New Zealand businessman

Sir Julian Stanley Smith (born 29 October 1943) is a New Zealand businessman and one-time publisher of the Otago Daily Times (ODT) and director of Allied Media. Smith is the fifth generation of his family to run the paper.

==Early life and education==
Born in Dunedin on 29 October 1943, Smith was educated at John McGlashan College followed by the University of Otago.

==Career==
In 1974, he joined the board of the Evening Star Company Limited, which later merged with the Otago Daily Times to form Allied Press, which later merged with John M. Fraser & Co Ltd to form Otago Press and Produce (OPP).
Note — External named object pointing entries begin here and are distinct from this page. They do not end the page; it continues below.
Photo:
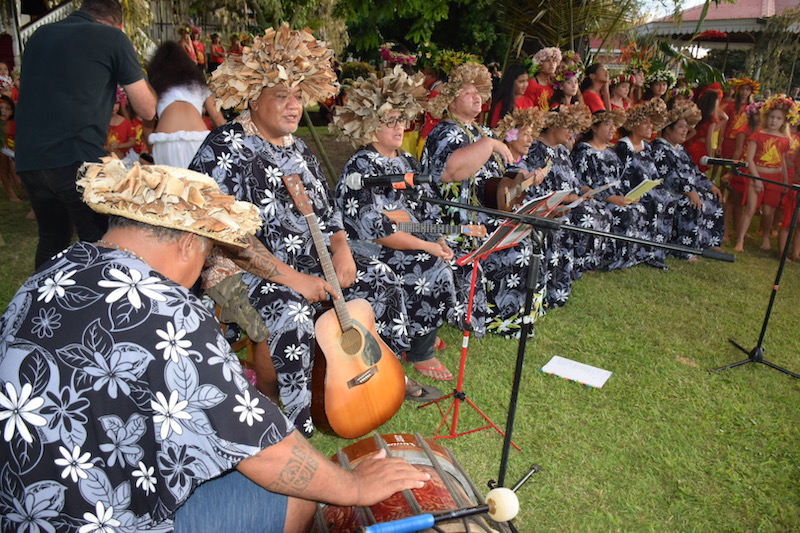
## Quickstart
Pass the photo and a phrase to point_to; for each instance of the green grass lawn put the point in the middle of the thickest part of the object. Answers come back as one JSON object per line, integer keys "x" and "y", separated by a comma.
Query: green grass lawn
{"x": 664, "y": 445}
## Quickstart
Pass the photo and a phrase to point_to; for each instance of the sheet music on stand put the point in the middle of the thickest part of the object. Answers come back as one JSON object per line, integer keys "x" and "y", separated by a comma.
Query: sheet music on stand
{"x": 511, "y": 232}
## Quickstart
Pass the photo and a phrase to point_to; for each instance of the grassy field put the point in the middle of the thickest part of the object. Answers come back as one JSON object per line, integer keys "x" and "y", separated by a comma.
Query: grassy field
{"x": 664, "y": 445}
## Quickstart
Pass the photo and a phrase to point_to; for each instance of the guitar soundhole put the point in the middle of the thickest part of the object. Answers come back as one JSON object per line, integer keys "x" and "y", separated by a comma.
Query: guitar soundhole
{"x": 352, "y": 340}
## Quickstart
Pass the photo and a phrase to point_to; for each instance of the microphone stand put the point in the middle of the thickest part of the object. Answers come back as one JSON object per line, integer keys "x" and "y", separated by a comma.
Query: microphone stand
{"x": 533, "y": 273}
{"x": 756, "y": 355}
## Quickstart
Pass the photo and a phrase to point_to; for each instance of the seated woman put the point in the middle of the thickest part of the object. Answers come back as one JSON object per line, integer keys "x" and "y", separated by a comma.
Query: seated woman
{"x": 373, "y": 117}
{"x": 502, "y": 268}
{"x": 579, "y": 252}
{"x": 698, "y": 219}
{"x": 182, "y": 98}
{"x": 597, "y": 165}
{"x": 637, "y": 159}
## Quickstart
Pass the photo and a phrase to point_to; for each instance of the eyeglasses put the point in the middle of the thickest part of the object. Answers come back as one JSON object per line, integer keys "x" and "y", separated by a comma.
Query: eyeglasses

In 1986, Smith and other members of the management bought OPP and reconstituted Allied Press. Allied Press' assets consist of the Otago Daily Times, several local community and farming newspapers, and Channel 39. In 2016, Smith announced his retirement from the day-to-day running of the ODT.

==Honours==
Smith has had the Smith Gallery at Toitū Otago Settlers Museum named after him.

In the 1994 Queen's Birthday Honours, Smith was appointed an Officer of the Order of the British Empire, for services to business management and the community. In the 2013 New Year Honours, he was made a Knight Companion of the New Zealand Order of Merit, for services to business.